Assignment-related operations in Ruby programming _ruby topics

Source: Internet
Author: User

In older versions of Ruby, the return value of an assignment statement is the return value of the method that sets the property. In Ruby1.8, the value of an assignment statement is always the value of the parameter and the return value of the method is discarded.

Class Test
  def val= (val)
    @val = val return end
 
t = test.new
a = t.val=2
a           -& Gt;2

In the old version, a assigns the assignment statement to 99, whereas in Ruby1.8 it has a value of 2.

Ruby's assignment is actually performed in parallel, so the value on the right side of the assignment statement is not affected by the assignment statement itself. The values on the right are computed in the order in which they appear, before any of the variables on the left or attributes are assigned. This is illustrated by this artificial design example below. The second line of expression X, X+=1 and x+=1 values are assigned to variables a, B, and C, respectively.

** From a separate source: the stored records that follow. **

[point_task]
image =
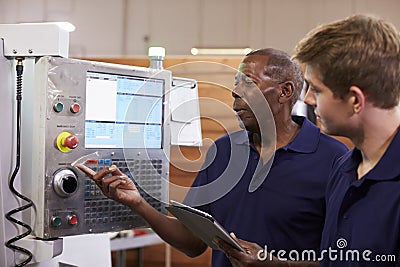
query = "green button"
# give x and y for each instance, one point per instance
(58, 107)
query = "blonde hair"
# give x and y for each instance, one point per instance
(361, 50)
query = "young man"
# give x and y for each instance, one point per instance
(286, 208)
(353, 72)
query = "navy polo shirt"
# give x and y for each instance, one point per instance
(288, 210)
(363, 215)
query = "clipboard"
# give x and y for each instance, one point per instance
(202, 224)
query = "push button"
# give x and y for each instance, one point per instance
(58, 107)
(72, 219)
(75, 108)
(55, 221)
(67, 141)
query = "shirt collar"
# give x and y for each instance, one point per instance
(386, 168)
(306, 140)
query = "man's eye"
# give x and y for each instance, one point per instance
(236, 82)
(248, 81)
(314, 90)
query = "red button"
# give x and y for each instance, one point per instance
(71, 141)
(72, 219)
(75, 108)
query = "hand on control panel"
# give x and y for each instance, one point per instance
(114, 184)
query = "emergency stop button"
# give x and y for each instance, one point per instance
(66, 141)
(75, 108)
(72, 219)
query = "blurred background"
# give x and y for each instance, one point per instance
(120, 28)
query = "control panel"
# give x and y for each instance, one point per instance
(97, 114)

x = 0                 -> 0
a,b,c =x, (x+=1), (x+=1)   ->[0,1,2]

When an assignment statement has more than one left value, the assignment expression returns an array of the right values. If the value of the assignment statement has more left than the right, the extra left value is ignored. If the right value is an extra left value, the extra right value is ignored. If an assignment statement has only one left value and multiple right values, the right value is converted to an array and then assigned to the left value.

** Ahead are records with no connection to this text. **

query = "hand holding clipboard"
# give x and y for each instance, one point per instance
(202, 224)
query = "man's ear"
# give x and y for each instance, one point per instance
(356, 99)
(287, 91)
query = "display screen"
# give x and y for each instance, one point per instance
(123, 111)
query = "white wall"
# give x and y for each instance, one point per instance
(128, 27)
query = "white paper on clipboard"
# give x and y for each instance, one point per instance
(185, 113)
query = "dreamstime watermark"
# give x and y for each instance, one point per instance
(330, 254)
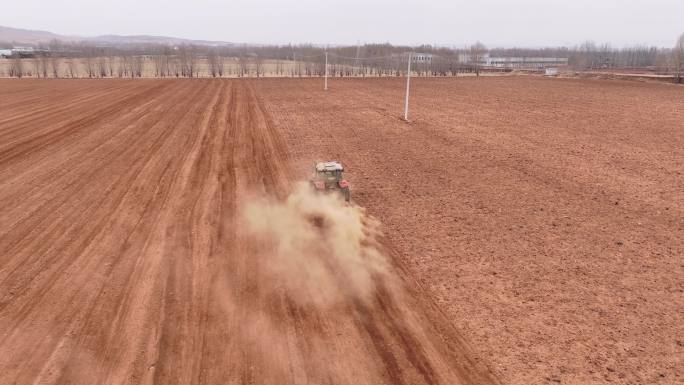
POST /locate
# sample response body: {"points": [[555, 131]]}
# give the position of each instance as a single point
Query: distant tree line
{"points": [[71, 60]]}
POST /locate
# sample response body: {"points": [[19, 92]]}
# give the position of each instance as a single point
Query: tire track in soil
{"points": [[138, 269]]}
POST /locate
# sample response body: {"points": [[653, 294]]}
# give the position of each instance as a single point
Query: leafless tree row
{"points": [[59, 59]]}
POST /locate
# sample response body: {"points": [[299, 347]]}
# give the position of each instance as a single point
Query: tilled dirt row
{"points": [[124, 258], [546, 216]]}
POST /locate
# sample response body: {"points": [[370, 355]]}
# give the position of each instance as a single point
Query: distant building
{"points": [[551, 71], [525, 62], [421, 58], [515, 62]]}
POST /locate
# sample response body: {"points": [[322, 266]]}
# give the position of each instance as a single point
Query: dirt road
{"points": [[124, 258]]}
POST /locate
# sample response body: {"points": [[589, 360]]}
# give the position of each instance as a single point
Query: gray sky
{"points": [[495, 22]]}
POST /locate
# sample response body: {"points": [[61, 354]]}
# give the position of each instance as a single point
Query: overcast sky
{"points": [[443, 22]]}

In fact, there is a hidden trap for writable properties. In general, a method in a class can call the other methods of the same class and the methods of its parent class in the form of a function (that is, with an implicit self as the receiver). However, this does not apply to attribute assignment functions: Ruby sees an assignment statement, it thinks that the name on the left is a local variable, not a method call that assigns the property.

Class Brokenamplifier
 Attr_accessor:left_channel,: Right_channel
 def volume= (vol.)
   Left_channel = Self.right_channel = Vol.     
 end
 
ba = brokenamplifier.new
ba.left_channel = Ba.right_channel =99
Ba.volume=5
ba.left_channel          ->99
ba.right_channel         ->5

In the above assignment statement, we forgot to add "self." to Left_channel. Prefix, ruby stores the local variables for the new value to the Volume= method because the object properties are not updated at all. It's going to be an untraceable flaw.